For example, in the DAML Language Walkthrough
http://www.daml.org/2001/03/daml+oil-walkthru.html
the class Person is defined in part as a class of objects having
precisely one father:

<rdfs:subClassOf>
<daml:Restriction daml:cardinality="1">
<daml:onProperty rdf:resource="#hasFather"/>
</daml:Restriction>
</rdfs:subClassOf>

One would expect that it would follow from this that each person has
precisely one father.  In fact, from the axioms in the Axiomatic
Semantics document,
http://www.daml.org/2001/03/axiomatic-semantics-071601.html
it does follow that each person has at least one father, but not, it
seems, that a person cannot have two fathers.

The above restriction can be expressed in axioms (in Specware notation)
as

axiom person-in-fatherclass is
PropertyValue(subClassOf, Person, FatherClass)

[Every Person is in the FatherClass, where FatherClass is the anonymous
restriction, of objects with precisely one father.]

axiom onproperty-of-fatherclass-is-hasfather is
PropertyValue(onProperty, FatherClass, hasFather)

[The onProperty of FatherClass is hasFather.]

axiom cardinality-of-fatherclass-is-one is
PropertyValue(cardinality, FatherClass, 1)

[The cardinality of FatherClass is 1.]

Note that the names attached to axioms are only for our
convenience--they have no logical significance.

From this and the axioms for restrictions we would expect to be able to
prove the following conjecture:

conjecture people-have-at-most-one-father is
fa(i : Element, p1 : Element, p2 : Element)
Type(c, Person) &
PropertyValue(hasFather, i, p1) &
PropertyValue(hasFather, i, p2) =>
p1 = p2

In other words, if a person i has two fathers p1 and p2, then p1 and p2
must be the same.

By properties of lists, to show that p1 and p2 are the same, it suffices
to show that they are both items on a list of length 1. One way to do
this is to appeal to the definition of cardinality,

axiom definition-of-cardinality is
fa(r : Element, p : Element, n : Nat)
((PropertyValue(onProperty, r, p) &
PropertyValue(cardinality, r, n)) =>
(fa(i : Element)
(Type(i, r) <=>
(fa(l : Element)
((NoRepeatsList(l) &
(fa(v : Element)
(Item(l, v) <=>
PropertyValue(p, i, v)))) =>
(length(l) = n))))))

[I am using the predicate symbol Item].  According to this axiom, taking
n to be 1 and p to be hasFather, it suffices to show the existence of a
non-repeating list l whose items are precisely the fathers of i, and
then to show that this list has length 1.

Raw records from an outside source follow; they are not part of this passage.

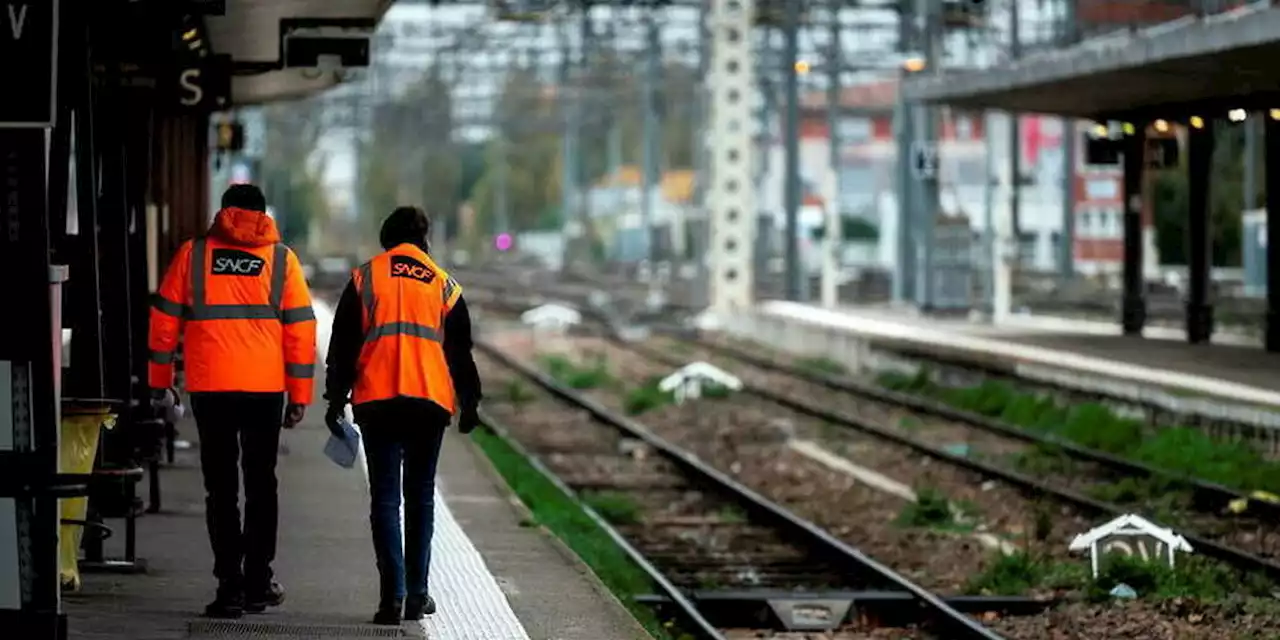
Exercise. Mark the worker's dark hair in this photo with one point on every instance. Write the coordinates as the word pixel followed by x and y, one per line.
pixel 245 196
pixel 406 224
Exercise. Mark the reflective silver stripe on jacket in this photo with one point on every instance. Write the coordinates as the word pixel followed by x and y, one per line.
pixel 201 310
pixel 412 329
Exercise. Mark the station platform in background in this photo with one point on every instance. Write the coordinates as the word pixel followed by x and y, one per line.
pixel 493 576
pixel 1230 373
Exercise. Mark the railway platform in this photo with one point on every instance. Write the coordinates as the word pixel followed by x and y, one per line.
pixel 1068 352
pixel 493 576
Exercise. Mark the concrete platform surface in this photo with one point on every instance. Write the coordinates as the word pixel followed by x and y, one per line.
pixel 1229 373
pixel 493 577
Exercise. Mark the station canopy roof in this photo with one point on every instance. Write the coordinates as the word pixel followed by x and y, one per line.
pixel 1184 64
pixel 250 31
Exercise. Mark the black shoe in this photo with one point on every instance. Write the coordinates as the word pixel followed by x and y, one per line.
pixel 389 612
pixel 419 606
pixel 225 608
pixel 257 602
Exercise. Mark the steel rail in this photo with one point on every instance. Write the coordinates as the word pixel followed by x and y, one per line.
pixel 945 618
pixel 696 624
pixel 1206 490
pixel 1235 557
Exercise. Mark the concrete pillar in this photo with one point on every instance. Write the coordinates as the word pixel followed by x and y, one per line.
pixel 1271 142
pixel 731 192
pixel 1200 245
pixel 1134 301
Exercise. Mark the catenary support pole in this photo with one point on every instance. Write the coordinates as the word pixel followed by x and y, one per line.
pixel 699 245
pixel 1134 297
pixel 1015 146
pixel 904 131
pixel 796 280
pixel 1271 184
pixel 575 231
pixel 731 196
pixel 927 195
pixel 832 238
pixel 652 129
pixel 1200 243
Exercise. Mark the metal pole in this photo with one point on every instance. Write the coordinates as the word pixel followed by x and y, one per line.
pixel 1251 161
pixel 1015 156
pixel 988 222
pixel 904 131
pixel 648 144
pixel 832 240
pixel 575 229
pixel 700 164
pixel 927 202
pixel 502 220
pixel 1066 251
pixel 794 289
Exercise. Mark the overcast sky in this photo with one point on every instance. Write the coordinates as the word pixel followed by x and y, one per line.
pixel 412 35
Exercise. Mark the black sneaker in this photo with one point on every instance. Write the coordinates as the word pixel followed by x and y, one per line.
pixel 225 608
pixel 257 602
pixel 419 606
pixel 388 612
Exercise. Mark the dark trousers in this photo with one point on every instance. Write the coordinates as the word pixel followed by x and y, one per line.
pixel 240 432
pixel 394 447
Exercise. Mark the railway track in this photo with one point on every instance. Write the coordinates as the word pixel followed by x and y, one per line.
pixel 931 438
pixel 1096 481
pixel 728 562
pixel 1228 524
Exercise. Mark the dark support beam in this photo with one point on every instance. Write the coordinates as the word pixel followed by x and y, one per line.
pixel 1200 245
pixel 1134 304
pixel 27 370
pixel 1271 141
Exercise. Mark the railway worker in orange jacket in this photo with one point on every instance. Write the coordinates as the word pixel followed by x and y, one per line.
pixel 401 347
pixel 238 300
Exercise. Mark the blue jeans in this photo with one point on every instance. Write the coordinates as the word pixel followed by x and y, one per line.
pixel 415 448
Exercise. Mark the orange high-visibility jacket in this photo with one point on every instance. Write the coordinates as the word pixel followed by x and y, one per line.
pixel 241 304
pixel 405 297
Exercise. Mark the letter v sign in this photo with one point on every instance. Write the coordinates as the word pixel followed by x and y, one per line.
pixel 17 19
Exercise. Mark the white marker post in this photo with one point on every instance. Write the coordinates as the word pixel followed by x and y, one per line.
pixel 551 321
pixel 688 382
pixel 1130 535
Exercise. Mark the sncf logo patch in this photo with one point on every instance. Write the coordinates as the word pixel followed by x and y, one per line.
pixel 405 266
pixel 229 261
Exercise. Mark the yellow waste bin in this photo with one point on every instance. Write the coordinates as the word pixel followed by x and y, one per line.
pixel 76 453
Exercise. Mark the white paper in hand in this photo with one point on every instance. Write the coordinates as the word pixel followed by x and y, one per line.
pixel 343 451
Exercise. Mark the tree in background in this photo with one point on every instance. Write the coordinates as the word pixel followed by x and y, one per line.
pixel 530 120
pixel 293 169
pixel 408 155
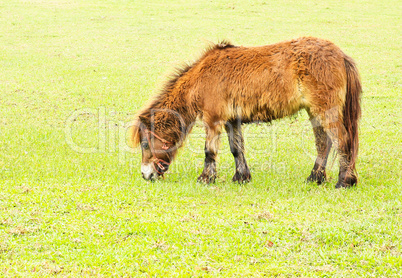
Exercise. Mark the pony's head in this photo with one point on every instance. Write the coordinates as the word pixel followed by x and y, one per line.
pixel 158 146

However, and here is the problem, all lists are finite, and it could be
that i has infinitely many fathers.  In that case, there is no list l
whose elements are precisely the fathers of i.  But if there are no such
lists, it follows vacuously that all such lists are of length 1.  Hence
the restriction does not rule out the case that i has infinitely many
fathers.  In other words, as defined by the axiom, FatherClass contains
elements which have either one father or infinitely many fathers.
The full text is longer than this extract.